The Madden Curse recently attached itself to Shaun Alexander, runningback for the Seattle Seahawks, winners of the NFL's 2005 NFC minor league championship. The Chunky Soup Curse is currently eyeballing the destruction of Seahawks quarterback Matt Hasselbeck.

While a recent Zogby poll (+/- 3% MOE) showed that 88% of all American heads of household were aware of the dreaded Chunky Soup Curse, a mere 16% were aware of the Madden Curse.

The last alignment of the Chunky Curse and Madden Curse occured when Donovan McNabb risked his life by endorsing both products. McNabb and his career are still on life support. Doctors have yet to be able to remove the Chunky Soup from McNabb's system.

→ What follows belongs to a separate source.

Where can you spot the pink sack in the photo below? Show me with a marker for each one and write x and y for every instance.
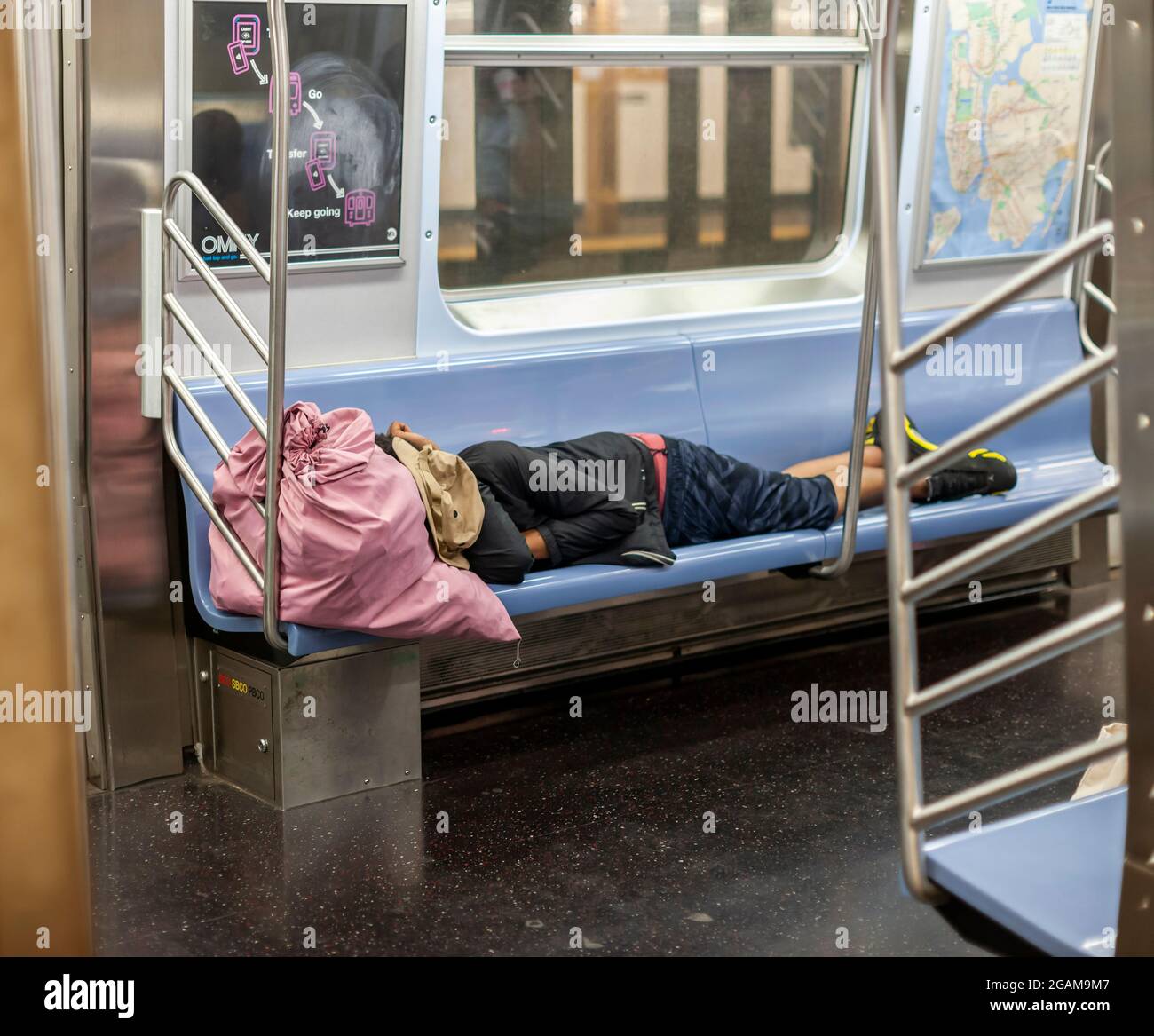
(354, 547)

Scholars are speculating what the consquence of this alignment will mean.

Professor Juan Cole, of the University of Michigan, points out that Chunky did not kill McNabb. "However, McNabb had a degree from a real college. No betting what happens to a guy from a school like Alabama where they farm football players."

The CERN institute speculates that the two curses will rotate around a common center of gravity.

This bodes poorly for Seahawks fullback Mack Strong, the coolest name in professional sports. Strong has been lobbying coaches to abandon an I-formation and use a split-back formation so he won't be crushed by the collective force of the two curses.

During a speaking engagement at a public high school in King County, WA, while exhorting children that the phrase "mack strong" was not advice for improved sexual prowess, Strong appealed to all Sehawks fans to lobby coach Mike Holmgren, who looks like a cat.

"Please, Lord, don't let me get covered in Chunky Soup and repetetive video game announcer banter," cried Strong.

Strong reportedly received a phone call from Kurt Warner, informing him that God cannot save him from Chunky Soup. However, God offered to spare him some of the worst of Madden's cliches, such as "Whatever babbling play is a 'give up' play... Maybe they should try something else, or sacrifice the quarterback's first-born son or something."

The Seahawks have reportedly decided to keep their players in training camp for the entire season, under a suicide watch.

Max Strong will play the entire season without shoe strings for his football cleats.